Volume 15, Number 6, June 2019, pp. 1499-1507
DOI: 10.23940/ijpe.19.06.p1.14991507

Peng Chena,b, Guoyou Shia, Shuang Liuc, and Miao Gaoa

aNavigation College, Dalian Maritime University, Dalian, 116026, China
bDepartment of Software Engineering, Dalian Neusoft University of Information, Dalian, 116030, China
cSchool of Computer Science and Engineering, Dalian Minzu University, Dalian, 116605, China

 

(Submitted on December 18, 2018; Revised on January 12, 2019; Accepted on February 16, 2019)

Abstract:

Vessel trajectories implied in AIS data are crucial to obtain a good understanding of the maritime traffic situation for shipping safety. Starting from raw AIS data, a trajectory database is created for vessels within surveillance area after parsing, noise reduction, and DBSCAN clustering. With mmsi as the key index, the trajectory for each vessel is extracted ordering by timestamp. To remove the time interval difference between points in trajectories, interpolation and cleaning are carried out on each vessel trajectory to get trajectories with equal time intervals.
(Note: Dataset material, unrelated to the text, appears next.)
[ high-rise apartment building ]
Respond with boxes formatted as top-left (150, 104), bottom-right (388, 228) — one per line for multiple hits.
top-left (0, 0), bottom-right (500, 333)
Through implied motion pattern computation between adjacent points in each trajectory, maneuvering actions can be identified. Then, sailing segments with continuous same maneuvering actions are merged. With sailing segments partition results, critical points are extracted for already known different collision avoidance situations. Trajectory similarity computation for different vessels are computed with our new multi-scale and multi-resolution trajectory matching method. Experiments for the recognition of collision avoidance situations show that the adoption of the matching algorithm with multi-scale and multi-resolution trajectories for different vessel pairs to complete collision avoidance situations analysis is effective and achieves good performance.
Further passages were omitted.